L’Allemagne fait une nouvelle fois face à un incident impliquant des drones. Ces appareils sans pilote ont été aperçus au-dessus d’un site de l’armée de l’ouest du pays, a indiqué samedi un porte-parole du commandement opérationnel de la Bundeswehr.
Des missiles cruciaux pour Zelensky
Le centre de sécurité du site militaire de Mechernich a repéré deux drones et l’a signalé jeudi soir à la police, qui s’est rendue sur place et a ouvert une enquête. Selon plusieurs médias allemands (Süddeutsche Zeitung, WDR, NDR), des employés d’une société de sécurité privée auraient observé au total six survols à Mechernich entre jeudi soir et vendredi matin.
Sur ce site de la Bundeswehr, des équipements et pièces de rechange sont stockés dans un dépôt souterrain aménagé à 130 mètres de profondeur, sur environ 30.000 mètres carrés, soit 4 terrains de football. Il abrite aussi des éléments du système américain de défense antiaérienne Patriot, destiné à intercepter les missiles de croisière et balistiques ainsi que les aéronefs.

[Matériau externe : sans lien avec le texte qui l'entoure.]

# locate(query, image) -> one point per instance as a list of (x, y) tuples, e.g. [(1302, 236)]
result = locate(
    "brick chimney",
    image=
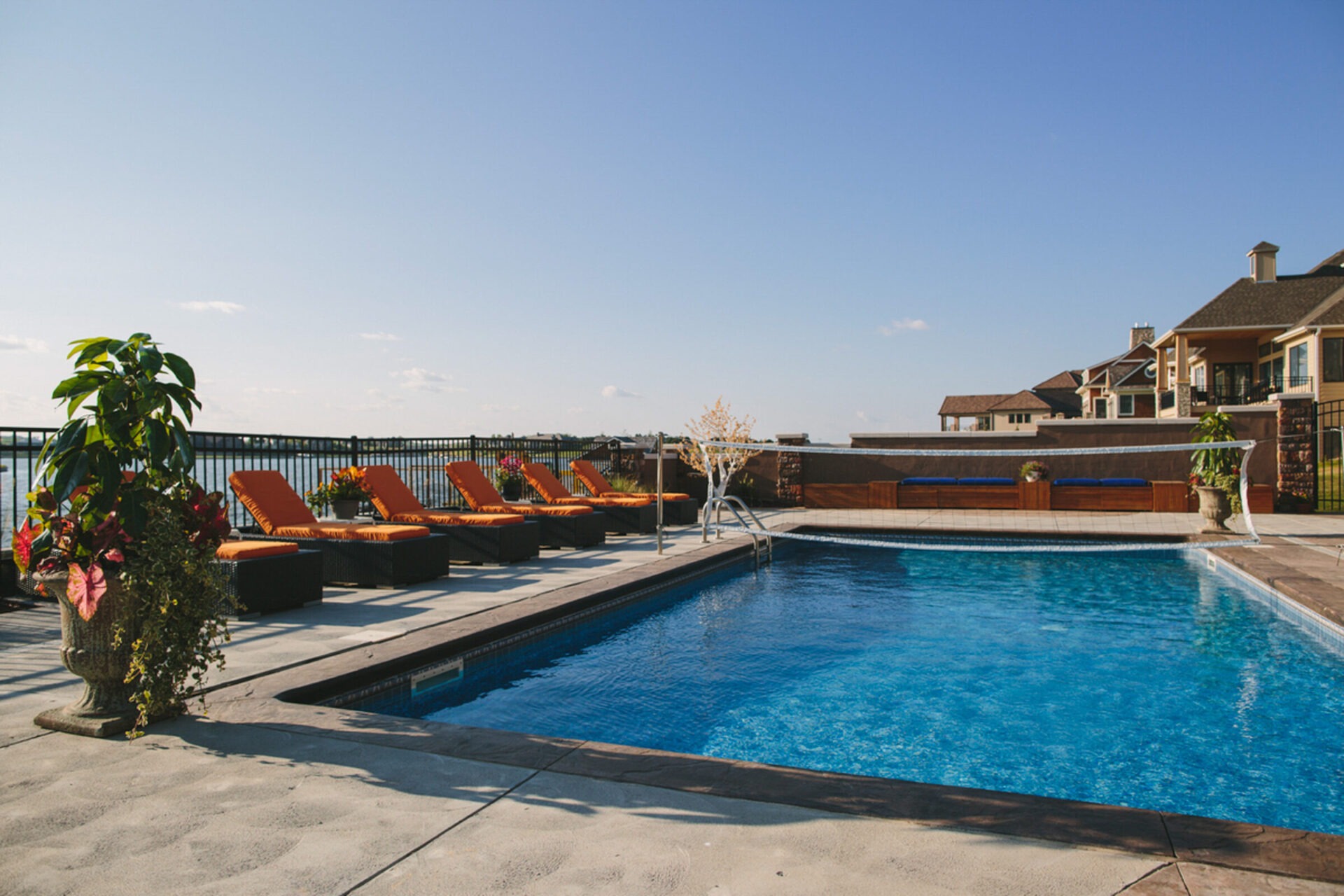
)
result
[(1262, 262)]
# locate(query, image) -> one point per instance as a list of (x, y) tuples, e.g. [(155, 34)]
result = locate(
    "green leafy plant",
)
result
[(1037, 469), (121, 504), (625, 482), (508, 470), (1218, 468), (179, 598), (346, 485)]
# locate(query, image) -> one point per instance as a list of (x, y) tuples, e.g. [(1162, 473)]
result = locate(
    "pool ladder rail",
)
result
[(762, 545)]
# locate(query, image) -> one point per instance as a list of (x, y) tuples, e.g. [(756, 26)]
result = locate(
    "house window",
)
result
[(1297, 365), (1231, 383), (1332, 360)]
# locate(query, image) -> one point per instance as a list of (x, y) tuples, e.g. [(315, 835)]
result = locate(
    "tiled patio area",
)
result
[(274, 798)]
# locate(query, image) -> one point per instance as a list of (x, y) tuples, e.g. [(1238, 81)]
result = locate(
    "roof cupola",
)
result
[(1262, 262)]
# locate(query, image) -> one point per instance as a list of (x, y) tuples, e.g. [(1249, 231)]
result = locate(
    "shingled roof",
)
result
[(1287, 302), (969, 405), (1068, 379), (1023, 400)]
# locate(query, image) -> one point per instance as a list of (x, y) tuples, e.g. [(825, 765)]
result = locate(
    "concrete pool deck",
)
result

C’est d’ailleurs pour obtenir des missiles Patriot que le président ukrainien Volodymyr Zelensky s’était rendu la semaine dernière à Washington rencontrer Donald Trump, ces engins étant les seuls capables d’intercepter les missiles russes les plus performants.
Un drone avec un engin explosif à Leipzig
Ce nouvel incident impliquant un drone est survenu deux jours après la découverte d’un drone transportant un engin explosif à l’aéroport de Leipzig, plateforme stratégique pour le transport de biens militaires. Selon le quotidien Bild, un chauffeur employé sur le site a aperçu le drone planant à basse altitude autour d’avions-cargos ukrainiens, l’a attrapé et maintenu au sol jusqu’à l’arrivée des démineurs de la police.
Mercredi, le ministre de l’Intérieur Alexander Dobrindt a alerté « sur une nouvelle dimension de menace » avec ce possible « scénario d’attaque hybride », sans désigner de suspects. Rassemblant une panoplie d’actions allant du sabotage à l’espionnage, en passant par la désinformation ou les cyberattaques, le terme de guerre hybride est utilisé par les Européens, au premier rang l’Allemagne, pour qualifier l’attitude hostile de la Russie.